Of course, the fact that this film is deeply uncomfortable and disturbing yet also deeply awe-inspiring, would not be a surprise if you have seen Lanthimos’ other movies. Many of his previous films, such as “Dogtooth” and “The Lobster,” combine a sense of dread with an odd sense of humor, using the actors’ robotic performances to keep you laughing, while still alarmingly terrified. “The Killing of a Sacred Deer,” although funny in some moments, almost completely drops the laughs. I cannot count how many times I winced and hid in my seat watching this movie. However, like Lanthimos’ past two movies, this film does twist the audience’s notions of family and romance into a disgusting satirical mess.

This new film focuses on the family. Actor Colin Farrell plays a successful heart surgeon who had made a deadly mistake years ago and must be rectified through revenge, as he now must sacrifice a member of his own family or else his whole family will die. Lanthimos’ has taken the Greek mythology story of Iphigenia, where King Agamemnon was forced to sacrifice his daughter to the gods and forever change his family’s future. In the film, the director takes Iphigenia’s story, which feels removed from our modern world, and brings those ancient feelings of terror and anxiety to today’s society.

Every part of the film feels terrifying. The camera is Kubrick-esque with zoom ins and symmetrical shot composition reminiscent of “The Shining.” Filled with ominous chants and strident, clashing strings and percussion, the music feels as though it were almost designed through a focus-group to creep you out.

But the performances in the film are what sell the horror of the movie. As usually with Lanthimos’ movies, the performances are intentionally stilted and inhuman, but somehow all still work to the film’s advantage, especially with the movie's antagonist Martin, played to an extremely unsettling effect by actor Barry Keoghan. Farrell again seems to work well in the director’s purview, rather than being a Hollywood hunk, while the performance he gives is similar to the one he gave in “The Lobster.” Here, his character isn’t a schlub, but a model citizen full of power, privilege, and arrogance.
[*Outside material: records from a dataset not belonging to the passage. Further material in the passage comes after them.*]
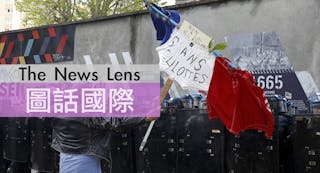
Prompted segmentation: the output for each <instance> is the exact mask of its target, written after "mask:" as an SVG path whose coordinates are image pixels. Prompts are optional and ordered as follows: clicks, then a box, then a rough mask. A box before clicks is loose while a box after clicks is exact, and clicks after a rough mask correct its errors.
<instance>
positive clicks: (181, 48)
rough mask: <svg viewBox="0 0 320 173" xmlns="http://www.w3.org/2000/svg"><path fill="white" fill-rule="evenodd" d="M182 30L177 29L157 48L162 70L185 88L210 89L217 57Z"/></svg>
mask: <svg viewBox="0 0 320 173" xmlns="http://www.w3.org/2000/svg"><path fill="white" fill-rule="evenodd" d="M180 30H181V29H180ZM180 30H177V29H175V30H174V31H173V33H172V34H171V37H170V39H169V40H168V41H167V42H166V43H165V44H163V45H161V46H160V47H158V48H157V51H158V54H159V58H160V60H159V66H160V70H162V71H165V72H166V73H167V74H168V75H169V76H170V77H173V78H174V79H175V80H176V81H177V82H178V83H179V84H180V85H181V87H182V88H184V89H200V90H208V88H209V84H210V81H211V77H212V72H213V66H214V60H215V57H214V56H213V55H212V54H210V53H209V52H208V51H206V50H204V49H203V47H202V46H200V45H198V44H197V43H196V42H193V41H190V40H192V39H193V38H190V37H188V36H186V35H184V34H183V33H182V32H181V31H180ZM194 38H196V37H194ZM208 44H209V42H208V43H207V44H206V45H208Z"/></svg>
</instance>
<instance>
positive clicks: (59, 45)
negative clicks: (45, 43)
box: [56, 35, 68, 54]
mask: <svg viewBox="0 0 320 173" xmlns="http://www.w3.org/2000/svg"><path fill="white" fill-rule="evenodd" d="M67 39H68V35H63V36H62V37H61V39H60V42H59V45H58V48H57V52H56V53H57V54H61V53H62V52H63V49H64V46H65V45H66V42H67Z"/></svg>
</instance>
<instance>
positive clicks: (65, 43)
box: [0, 25, 75, 64]
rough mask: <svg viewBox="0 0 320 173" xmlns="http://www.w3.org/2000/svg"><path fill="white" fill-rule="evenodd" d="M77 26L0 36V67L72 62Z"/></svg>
mask: <svg viewBox="0 0 320 173" xmlns="http://www.w3.org/2000/svg"><path fill="white" fill-rule="evenodd" d="M74 31H75V26H74V25H66V26H55V27H47V28H40V29H34V30H28V31H22V32H14V33H4V34H0V39H1V40H0V64H42V63H54V62H62V61H72V60H73V56H74Z"/></svg>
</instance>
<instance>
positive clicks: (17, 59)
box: [11, 56, 19, 64]
mask: <svg viewBox="0 0 320 173" xmlns="http://www.w3.org/2000/svg"><path fill="white" fill-rule="evenodd" d="M18 60H19V57H17V56H16V57H13V59H12V61H11V64H18Z"/></svg>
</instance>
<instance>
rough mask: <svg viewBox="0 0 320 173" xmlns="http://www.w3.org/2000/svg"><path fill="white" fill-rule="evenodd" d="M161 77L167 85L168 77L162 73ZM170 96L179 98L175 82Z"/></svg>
mask: <svg viewBox="0 0 320 173" xmlns="http://www.w3.org/2000/svg"><path fill="white" fill-rule="evenodd" d="M160 76H161V77H162V79H163V82H164V83H165V82H166V81H167V80H168V77H167V76H166V75H164V74H163V73H160ZM169 95H170V97H179V96H180V95H179V92H178V89H177V86H176V85H175V83H174V82H173V83H172V85H171V87H170V89H169Z"/></svg>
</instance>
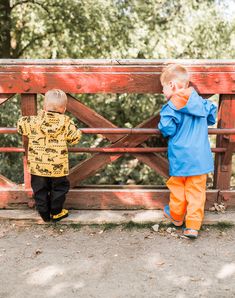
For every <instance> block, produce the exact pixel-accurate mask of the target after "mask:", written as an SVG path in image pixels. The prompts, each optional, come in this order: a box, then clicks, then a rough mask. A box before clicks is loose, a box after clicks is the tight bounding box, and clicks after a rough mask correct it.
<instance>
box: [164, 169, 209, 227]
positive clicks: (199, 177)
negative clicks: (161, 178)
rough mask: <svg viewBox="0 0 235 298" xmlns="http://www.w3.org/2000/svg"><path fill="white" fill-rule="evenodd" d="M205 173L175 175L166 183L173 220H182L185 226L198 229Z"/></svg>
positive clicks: (170, 211) (168, 180)
mask: <svg viewBox="0 0 235 298" xmlns="http://www.w3.org/2000/svg"><path fill="white" fill-rule="evenodd" d="M206 178H207V175H206V174H204V175H199V176H189V177H175V176H172V177H171V178H170V179H169V180H168V181H167V183H166V185H167V187H168V188H169V190H170V203H169V207H170V214H171V216H172V218H173V219H175V220H184V218H185V223H186V228H189V229H194V230H200V227H201V224H202V220H203V216H204V206H205V201H206Z"/></svg>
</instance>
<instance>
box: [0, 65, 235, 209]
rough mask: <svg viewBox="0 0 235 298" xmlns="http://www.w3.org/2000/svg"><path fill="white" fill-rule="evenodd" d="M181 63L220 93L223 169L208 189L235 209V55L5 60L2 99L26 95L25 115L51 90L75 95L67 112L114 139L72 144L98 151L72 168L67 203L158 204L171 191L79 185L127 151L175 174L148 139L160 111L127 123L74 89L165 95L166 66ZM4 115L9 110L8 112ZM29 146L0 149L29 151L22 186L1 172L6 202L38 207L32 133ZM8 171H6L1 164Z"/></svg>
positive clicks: (215, 169) (218, 118)
mask: <svg viewBox="0 0 235 298" xmlns="http://www.w3.org/2000/svg"><path fill="white" fill-rule="evenodd" d="M170 62H176V63H181V64H183V65H184V66H185V67H186V68H187V69H188V71H189V73H190V75H191V84H192V86H194V88H195V89H196V90H197V91H198V92H199V93H200V94H202V95H204V96H205V97H208V96H210V95H213V94H219V113H218V123H217V128H211V129H209V131H208V133H209V134H215V135H216V147H214V148H212V152H214V153H215V173H214V185H213V189H208V190H207V205H206V207H207V208H208V207H210V206H211V205H213V204H214V203H215V202H222V201H223V202H224V203H225V204H226V205H227V207H235V190H233V189H231V185H230V178H231V174H232V155H233V153H234V152H235V61H234V60H222V61H218V60H186V61H184V60H176V61H168V60H0V105H1V104H4V103H5V102H6V101H8V100H11V97H12V96H13V95H14V94H20V96H21V111H22V115H35V114H37V94H44V93H45V92H46V91H47V90H49V89H51V88H60V89H63V90H64V91H65V92H66V93H67V94H68V106H67V110H68V111H69V112H71V113H72V114H73V116H74V117H76V118H77V119H78V120H79V121H81V122H83V123H84V124H86V125H87V126H88V127H89V128H82V129H81V130H82V132H83V133H84V134H102V135H104V137H106V138H107V139H108V140H109V141H110V143H111V145H109V146H108V147H104V148H84V147H76V148H70V149H69V151H71V152H88V153H92V156H91V157H90V158H87V159H86V160H85V161H83V162H81V163H79V164H77V165H76V166H74V167H73V168H72V169H71V170H70V174H69V180H70V183H71V190H70V192H69V194H68V199H67V207H73V208H81V209H137V208H144V209H155V208H162V206H163V205H164V204H166V202H167V201H168V199H169V191H168V190H167V189H166V188H163V187H158V186H140V185H135V186H133V185H132V186H117V185H115V186H114V185H111V186H107V185H106V186H101V185H99V186H98V185H95V186H79V184H80V183H81V182H82V181H83V180H84V179H86V178H88V177H90V176H92V175H94V174H95V173H96V172H97V171H98V170H100V169H102V168H103V167H105V166H106V165H107V164H109V163H111V162H114V161H116V160H117V159H118V158H119V157H121V156H122V155H123V154H124V153H129V154H132V155H134V156H135V157H136V158H137V159H138V160H139V161H141V162H143V163H145V164H147V165H148V166H150V167H151V168H152V169H154V170H155V171H156V172H157V173H159V174H160V175H162V176H164V177H168V162H167V159H166V158H165V157H163V156H162V155H161V154H159V153H162V152H166V150H167V148H166V147H146V145H145V146H143V143H144V142H145V141H146V140H148V138H149V137H150V136H152V135H159V137H160V132H159V131H158V130H157V129H155V128H156V125H157V122H158V121H159V115H155V116H152V117H151V118H149V119H147V120H145V121H144V122H143V123H140V124H139V125H138V126H137V127H135V128H119V127H117V126H116V125H115V124H113V123H112V122H110V121H109V120H107V119H106V118H104V117H103V116H101V115H99V114H98V113H97V112H95V111H94V110H92V109H91V108H89V107H88V106H86V105H84V104H83V103H81V102H80V101H79V100H78V99H76V98H75V97H73V96H72V95H71V94H70V93H161V92H162V89H161V85H160V81H159V76H160V73H161V71H162V69H163V67H164V66H165V65H166V64H168V63H170ZM0 115H1V110H0ZM14 133H16V128H11V127H2V128H0V136H1V138H2V137H4V135H5V134H14ZM23 145H24V146H23V147H22V148H21V147H2V148H0V152H24V157H23V165H24V184H23V185H17V184H15V183H13V182H12V181H10V180H9V179H7V178H5V177H4V176H0V207H2V208H6V207H8V208H10V207H11V206H13V205H15V204H29V205H32V200H31V195H32V192H31V188H30V175H29V174H28V172H27V162H26V156H25V154H26V152H27V139H26V138H23ZM0 173H1V169H0Z"/></svg>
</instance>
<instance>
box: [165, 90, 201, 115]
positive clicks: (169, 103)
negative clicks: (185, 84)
mask: <svg viewBox="0 0 235 298" xmlns="http://www.w3.org/2000/svg"><path fill="white" fill-rule="evenodd" d="M168 104H169V106H170V107H171V108H172V109H174V110H176V111H178V112H180V113H182V114H188V115H192V116H197V117H206V111H205V107H204V103H203V99H202V97H201V96H199V95H198V93H197V91H196V90H194V89H193V88H187V89H185V90H181V91H180V92H178V93H177V94H175V95H173V96H172V98H171V99H170V100H169V102H168Z"/></svg>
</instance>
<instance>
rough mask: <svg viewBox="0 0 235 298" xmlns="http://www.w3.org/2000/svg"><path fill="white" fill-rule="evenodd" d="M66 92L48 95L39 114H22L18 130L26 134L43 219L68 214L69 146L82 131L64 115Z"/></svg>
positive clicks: (19, 120) (43, 219) (63, 217)
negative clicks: (65, 205)
mask: <svg viewBox="0 0 235 298" xmlns="http://www.w3.org/2000/svg"><path fill="white" fill-rule="evenodd" d="M66 105H67V96H66V94H65V93H64V92H63V91H62V90H59V89H52V90H49V91H48V92H47V93H46V94H45V99H44V109H43V110H42V111H40V112H39V114H38V115H37V116H26V117H21V118H20V119H19V121H18V124H17V129H18V132H19V133H20V134H21V135H23V136H27V137H28V139H29V145H28V168H29V171H30V173H31V186H32V189H33V193H34V198H35V202H36V208H37V210H38V212H39V214H40V216H41V217H42V219H43V220H44V221H50V219H52V220H53V221H58V220H61V219H62V218H65V217H67V216H68V210H66V209H63V204H64V202H65V199H66V193H67V192H68V191H69V181H68V179H67V177H66V176H67V175H68V174H69V165H68V148H67V144H70V145H73V144H76V143H78V142H79V140H80V138H81V131H80V130H78V129H77V128H76V127H75V125H74V123H73V121H72V120H71V119H70V118H69V117H68V116H66V115H64V113H65V110H66Z"/></svg>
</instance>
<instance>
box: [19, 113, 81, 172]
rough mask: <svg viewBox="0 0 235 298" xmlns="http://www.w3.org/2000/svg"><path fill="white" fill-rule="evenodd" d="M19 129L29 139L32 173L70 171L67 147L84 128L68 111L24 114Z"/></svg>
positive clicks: (30, 157)
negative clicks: (77, 126) (24, 114)
mask: <svg viewBox="0 0 235 298" xmlns="http://www.w3.org/2000/svg"><path fill="white" fill-rule="evenodd" d="M17 129H18V132H19V133H20V134H22V135H24V136H27V137H28V139H29V145H28V167H29V171H30V173H31V174H33V175H38V176H46V177H61V176H67V175H68V174H69V162H68V147H67V144H70V145H74V144H76V143H78V142H79V140H80V138H81V135H82V133H81V131H80V130H78V129H77V128H76V126H75V125H74V123H73V121H72V120H71V119H70V118H69V117H68V116H66V115H64V114H60V113H57V112H50V111H40V112H39V114H38V115H37V116H25V117H21V118H20V119H19V120H18V123H17Z"/></svg>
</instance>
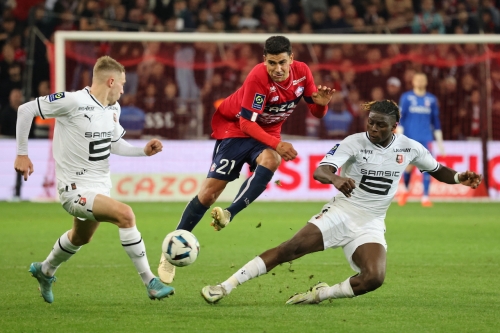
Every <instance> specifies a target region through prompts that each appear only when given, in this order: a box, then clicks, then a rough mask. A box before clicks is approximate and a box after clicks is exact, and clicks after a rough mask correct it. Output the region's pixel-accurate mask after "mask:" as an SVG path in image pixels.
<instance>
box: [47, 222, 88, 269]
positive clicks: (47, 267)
mask: <svg viewBox="0 0 500 333" xmlns="http://www.w3.org/2000/svg"><path fill="white" fill-rule="evenodd" d="M69 232H70V230H68V231H66V232H65V233H64V234H63V235H62V236H61V237H59V239H58V240H57V241H56V243H55V244H54V247H53V248H52V251H51V252H50V253H49V256H48V257H47V259H45V260H44V261H43V262H42V273H43V274H45V275H46V276H54V274H55V273H56V270H57V268H59V265H61V264H62V263H63V262H65V261H67V260H69V258H71V257H72V256H73V254H75V253H76V252H77V251H78V250H79V249H80V248H81V246H76V245H73V244H71V242H70V241H69V238H68V233H69Z"/></svg>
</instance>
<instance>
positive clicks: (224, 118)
mask: <svg viewBox="0 0 500 333" xmlns="http://www.w3.org/2000/svg"><path fill="white" fill-rule="evenodd" d="M316 90H317V89H316V86H315V84H314V80H313V77H312V73H311V70H310V69H309V67H308V66H307V65H306V64H305V63H303V62H300V61H296V60H294V61H293V63H292V64H291V65H290V75H289V77H288V78H287V79H286V80H285V81H283V82H274V81H273V80H272V79H271V77H270V76H269V74H268V73H267V70H266V65H265V64H264V63H260V64H258V65H257V66H255V67H254V68H253V69H252V70H251V71H250V73H249V74H248V76H247V78H246V79H245V82H243V85H242V86H241V87H240V88H239V89H238V90H236V91H235V92H234V93H233V94H231V95H230V96H229V97H227V98H226V99H225V100H224V102H222V104H221V105H220V106H219V107H218V108H217V111H216V112H215V114H214V116H213V118H212V130H213V133H212V137H213V138H215V139H227V138H244V137H248V135H247V134H245V133H243V131H242V130H241V129H240V125H239V118H240V117H243V118H245V119H248V120H251V121H255V122H256V123H257V124H259V125H260V126H261V127H262V128H263V129H264V130H265V131H266V132H267V133H269V134H270V135H272V136H274V137H276V138H280V133H281V126H282V124H283V122H284V121H285V120H286V118H288V117H289V116H290V115H291V114H292V112H293V110H294V109H295V107H296V106H297V104H298V103H299V101H300V99H301V98H302V96H304V99H305V101H306V102H307V103H309V104H314V102H313V100H312V98H311V95H312V93H313V92H315V91H316Z"/></svg>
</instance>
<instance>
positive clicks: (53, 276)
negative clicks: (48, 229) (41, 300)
mask: <svg viewBox="0 0 500 333" xmlns="http://www.w3.org/2000/svg"><path fill="white" fill-rule="evenodd" d="M70 232H71V230H68V231H66V232H65V233H64V234H63V235H62V236H61V237H59V238H58V239H57V241H56V243H55V244H54V246H53V247H52V251H51V252H50V253H49V255H48V256H47V258H46V259H45V260H44V261H43V262H34V263H32V264H31V266H30V269H29V272H30V273H31V275H32V276H33V277H34V278H36V279H37V280H38V285H39V289H40V293H41V294H42V297H43V299H44V300H45V302H47V303H52V302H54V294H53V293H52V284H53V283H54V282H55V281H56V280H57V278H56V277H55V276H54V274H55V272H56V270H57V269H58V268H59V266H60V265H61V264H62V263H63V262H65V261H68V260H69V259H70V258H71V257H72V256H73V255H74V254H75V253H76V252H77V251H78V250H79V249H80V248H81V246H77V245H74V244H73V243H71V241H70V240H69V236H68V234H69V233H70Z"/></svg>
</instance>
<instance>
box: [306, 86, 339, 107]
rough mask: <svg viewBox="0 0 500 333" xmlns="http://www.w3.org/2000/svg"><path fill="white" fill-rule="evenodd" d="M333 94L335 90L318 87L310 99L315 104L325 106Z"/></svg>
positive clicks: (331, 96) (323, 87)
mask: <svg viewBox="0 0 500 333" xmlns="http://www.w3.org/2000/svg"><path fill="white" fill-rule="evenodd" d="M334 93H335V89H332V88H329V87H326V86H321V85H320V86H318V91H316V92H314V93H313V94H312V95H311V98H312V99H313V101H314V103H315V104H318V105H321V106H325V105H328V103H330V100H331V99H332V96H333V94H334Z"/></svg>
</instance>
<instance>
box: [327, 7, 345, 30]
mask: <svg viewBox="0 0 500 333" xmlns="http://www.w3.org/2000/svg"><path fill="white" fill-rule="evenodd" d="M326 28H327V29H328V31H329V32H331V33H335V32H337V33H338V32H341V31H344V30H346V29H349V28H351V26H350V25H349V24H348V23H347V22H346V21H345V20H344V18H343V14H342V9H341V8H340V6H336V5H334V6H330V8H329V9H328V23H327V24H326Z"/></svg>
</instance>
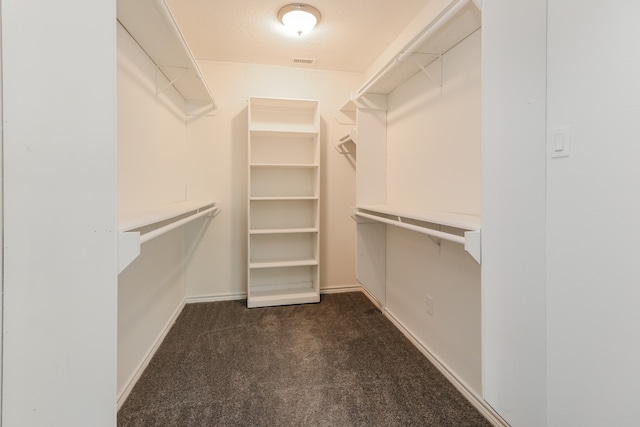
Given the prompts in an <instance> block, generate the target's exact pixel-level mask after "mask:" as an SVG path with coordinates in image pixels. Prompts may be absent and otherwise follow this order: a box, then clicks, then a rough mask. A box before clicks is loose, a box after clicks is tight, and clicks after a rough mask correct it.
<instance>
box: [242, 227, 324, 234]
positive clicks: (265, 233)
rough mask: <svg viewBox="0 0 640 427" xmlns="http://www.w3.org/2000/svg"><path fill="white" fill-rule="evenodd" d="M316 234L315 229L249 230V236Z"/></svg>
mask: <svg viewBox="0 0 640 427" xmlns="http://www.w3.org/2000/svg"><path fill="white" fill-rule="evenodd" d="M317 232H318V229H317V228H259V229H255V228H254V229H252V230H249V234H295V233H317Z"/></svg>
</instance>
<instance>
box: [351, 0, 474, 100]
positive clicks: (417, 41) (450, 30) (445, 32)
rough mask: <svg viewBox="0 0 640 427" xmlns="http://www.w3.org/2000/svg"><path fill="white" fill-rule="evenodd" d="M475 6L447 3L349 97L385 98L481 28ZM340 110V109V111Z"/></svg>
mask: <svg viewBox="0 0 640 427" xmlns="http://www.w3.org/2000/svg"><path fill="white" fill-rule="evenodd" d="M478 5H479V3H477V2H475V1H471V0H449V1H448V2H447V4H446V5H445V7H443V8H442V10H441V11H440V12H439V13H438V14H437V15H436V17H435V18H434V19H433V20H432V21H431V22H430V23H429V24H428V25H427V26H426V27H424V28H423V29H422V31H421V32H420V33H419V34H418V35H417V36H416V37H414V38H413V39H412V40H411V41H410V42H409V43H408V44H406V45H405V46H404V47H403V48H402V49H401V50H400V51H399V52H398V53H397V54H396V55H395V57H394V58H393V59H392V60H390V61H389V62H387V63H386V64H385V65H384V66H383V67H381V68H380V69H379V70H378V71H377V72H376V73H375V74H373V76H372V77H371V78H370V79H369V80H367V81H366V82H365V83H364V85H363V86H362V87H361V88H360V89H359V90H358V91H357V92H356V93H355V94H354V95H352V99H353V100H358V99H359V98H361V97H362V96H363V95H367V94H384V95H386V94H389V93H391V92H392V91H393V90H394V89H396V88H397V87H398V86H400V85H401V84H402V83H404V82H405V81H407V80H408V79H409V78H411V77H412V76H414V75H415V74H416V73H417V72H420V71H421V70H424V68H425V67H427V66H428V65H429V64H431V63H432V62H433V61H436V60H438V58H440V56H441V55H442V54H444V53H445V52H447V51H448V50H449V49H451V48H452V47H454V46H455V45H457V44H458V43H459V42H460V41H462V40H464V39H465V38H466V37H468V36H469V35H470V34H471V33H473V32H475V31H476V30H477V29H478V28H480V26H481V13H480V10H479V7H478ZM343 108H344V107H343Z"/></svg>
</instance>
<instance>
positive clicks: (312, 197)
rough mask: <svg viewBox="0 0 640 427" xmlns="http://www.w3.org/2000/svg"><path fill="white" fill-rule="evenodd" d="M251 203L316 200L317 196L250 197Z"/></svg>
mask: <svg viewBox="0 0 640 427" xmlns="http://www.w3.org/2000/svg"><path fill="white" fill-rule="evenodd" d="M249 200H251V201H277V200H318V196H251V197H249Z"/></svg>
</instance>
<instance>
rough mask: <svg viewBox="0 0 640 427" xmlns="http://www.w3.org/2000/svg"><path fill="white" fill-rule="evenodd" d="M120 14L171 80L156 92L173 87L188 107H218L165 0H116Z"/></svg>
mask: <svg viewBox="0 0 640 427" xmlns="http://www.w3.org/2000/svg"><path fill="white" fill-rule="evenodd" d="M117 17H118V21H119V22H120V24H122V26H123V27H124V28H125V29H126V30H127V32H129V34H131V37H133V39H134V40H135V41H136V42H137V43H138V44H139V45H140V47H141V48H142V49H143V50H144V51H145V52H146V53H147V55H148V56H149V58H151V60H152V61H153V62H154V63H155V64H156V67H157V72H158V73H160V74H162V75H164V77H166V79H167V81H168V82H169V83H168V84H159V85H158V87H157V90H156V92H157V93H161V92H162V91H163V90H164V89H166V87H168V86H173V87H175V89H176V90H177V91H178V92H179V93H180V95H181V96H182V97H183V98H184V99H185V101H187V102H186V107H187V109H188V110H190V109H191V108H192V109H193V110H197V109H202V107H204V106H206V107H209V108H212V109H217V108H218V107H217V104H216V101H215V98H214V97H213V95H212V93H211V90H210V89H209V86H208V85H207V82H206V81H205V80H204V78H203V77H202V71H201V70H200V67H199V66H198V64H197V62H196V60H195V58H194V57H193V54H192V53H191V49H189V46H188V45H187V43H186V41H185V39H184V37H183V35H182V32H181V31H180V29H179V28H178V25H177V24H176V21H175V20H174V18H173V15H172V14H171V11H170V9H169V7H168V6H167V4H166V2H165V0H135V1H132V0H117ZM189 112H190V111H187V113H189Z"/></svg>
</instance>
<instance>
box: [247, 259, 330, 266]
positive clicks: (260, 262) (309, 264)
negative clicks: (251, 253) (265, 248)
mask: <svg viewBox="0 0 640 427" xmlns="http://www.w3.org/2000/svg"><path fill="white" fill-rule="evenodd" d="M307 265H318V260H317V259H316V258H313V257H305V258H285V259H271V260H260V261H257V260H256V261H251V262H250V263H249V268H278V267H301V266H307Z"/></svg>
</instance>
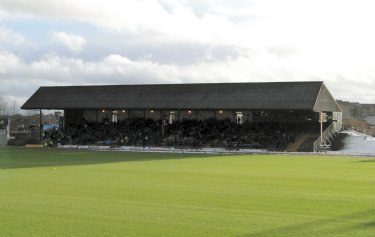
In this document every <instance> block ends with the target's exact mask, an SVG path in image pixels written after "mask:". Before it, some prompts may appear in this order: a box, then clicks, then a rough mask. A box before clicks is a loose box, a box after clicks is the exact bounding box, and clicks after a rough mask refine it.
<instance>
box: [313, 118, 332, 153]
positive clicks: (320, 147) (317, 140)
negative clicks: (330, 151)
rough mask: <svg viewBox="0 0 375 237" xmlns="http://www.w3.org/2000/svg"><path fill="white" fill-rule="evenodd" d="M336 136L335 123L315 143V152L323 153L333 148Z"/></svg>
mask: <svg viewBox="0 0 375 237" xmlns="http://www.w3.org/2000/svg"><path fill="white" fill-rule="evenodd" d="M335 135H336V131H335V128H334V126H333V123H332V124H331V125H329V126H328V128H327V129H326V130H325V131H324V132H323V134H322V136H320V137H319V138H318V139H316V141H315V142H314V152H321V151H326V150H327V149H329V148H330V147H331V142H332V141H333V138H334V137H335Z"/></svg>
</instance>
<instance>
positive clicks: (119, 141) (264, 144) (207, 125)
mask: <svg viewBox="0 0 375 237" xmlns="http://www.w3.org/2000/svg"><path fill="white" fill-rule="evenodd" d="M162 123H164V126H163V124H162ZM311 128H312V124H309V123H292V122H291V123H286V122H282V123H277V122H263V123H248V122H245V123H243V124H237V123H236V122H234V121H230V120H217V119H208V120H204V121H203V120H183V121H181V122H173V123H169V122H168V121H166V120H165V121H163V122H162V121H161V120H158V121H156V120H151V119H146V120H144V119H132V120H125V121H121V122H118V123H111V122H109V121H104V122H103V123H89V122H84V123H83V125H79V126H74V127H71V128H66V129H65V130H64V131H63V130H60V129H52V130H50V131H46V132H44V134H43V138H44V139H45V140H46V141H48V144H53V145H56V144H62V145H72V144H75V145H110V146H143V147H145V146H173V147H196V148H201V147H224V148H227V149H239V148H249V149H268V150H284V149H285V148H286V147H287V145H288V144H290V143H293V142H294V140H295V138H296V136H297V135H298V134H300V133H302V132H307V131H309V130H311Z"/></svg>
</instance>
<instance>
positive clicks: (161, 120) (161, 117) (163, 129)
mask: <svg viewBox="0 0 375 237" xmlns="http://www.w3.org/2000/svg"><path fill="white" fill-rule="evenodd" d="M160 116H161V136H162V137H164V131H165V124H164V110H162V111H161V112H160Z"/></svg>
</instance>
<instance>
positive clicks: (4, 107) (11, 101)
mask: <svg viewBox="0 0 375 237" xmlns="http://www.w3.org/2000/svg"><path fill="white" fill-rule="evenodd" d="M19 112H20V106H19V104H18V102H17V100H10V99H7V98H6V97H5V96H3V95H1V94H0V116H10V115H15V114H18V113H19Z"/></svg>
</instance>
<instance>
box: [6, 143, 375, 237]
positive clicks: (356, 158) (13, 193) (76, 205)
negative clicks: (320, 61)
mask: <svg viewBox="0 0 375 237" xmlns="http://www.w3.org/2000/svg"><path fill="white" fill-rule="evenodd" d="M0 236H38V237H42V236H48V237H50V236H75V237H76V236H101V237H102V236H111V237H112V236H173V237H176V236H238V237H262V236H263V237H270V236H285V237H291V236H303V237H307V236H314V237H317V236H324V237H326V236H350V237H353V236H375V158H349V157H328V156H326V157H324V156H290V155H289V156H288V155H192V154H166V153H127V152H90V151H81V150H78V151H67V150H58V149H57V150H44V149H43V150H33V149H12V148H1V149H0Z"/></svg>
Actor Nicole Kidman, who plays Anna, the matriarch of the family, has been having a fantastic year in her American drama series “Big Little Lies,” where she has been reminding us of why it remains so highly celebrated. However, I have to give the biggest props to the two child actors Raffey Cassidy and Sunny Suljic. Usually, child actors can be grating and deeply untalented, often acting either unnaturally “adult-ish” or overly immature for a real child, but these kids are going places.

To avoid spoilers, I’ll give you my personal take on the film. “The Killing of a Sacred Deer” is not a movie that I am clamoring to see again, at least not anytime soon. Honestly, I felt sick watching it. You feel disgusted with the actions that you see the characters partake on screen, but you also feel a little disgusted with yourself, as you can’t help but form an opinion regarding who should live or die. It’s rare that you find a movie providing you with such a unique emotional experience.

Throughout the movie, I thought I was detached from the robotic characters and more invested in the plot. But at the end, the movie changes, forcing me to realize that I actually cared about these robotic characters. For me, one of the most important aspects of cinema is how a film can take you out of your emotional comfort zone.

By throwing you into the most unlikely of situations, movies can make you feel terror, love, discomfort, or tragedy that people don’t usually get in their everyday lives. Seeing this film, I felt new feelings of horror of disgust but also a different side of sympathy that I had never really felt before.  If you want to see something truly weird and wild, and if you want outside of the dreary rhythms of everyday life, this is the movie for you.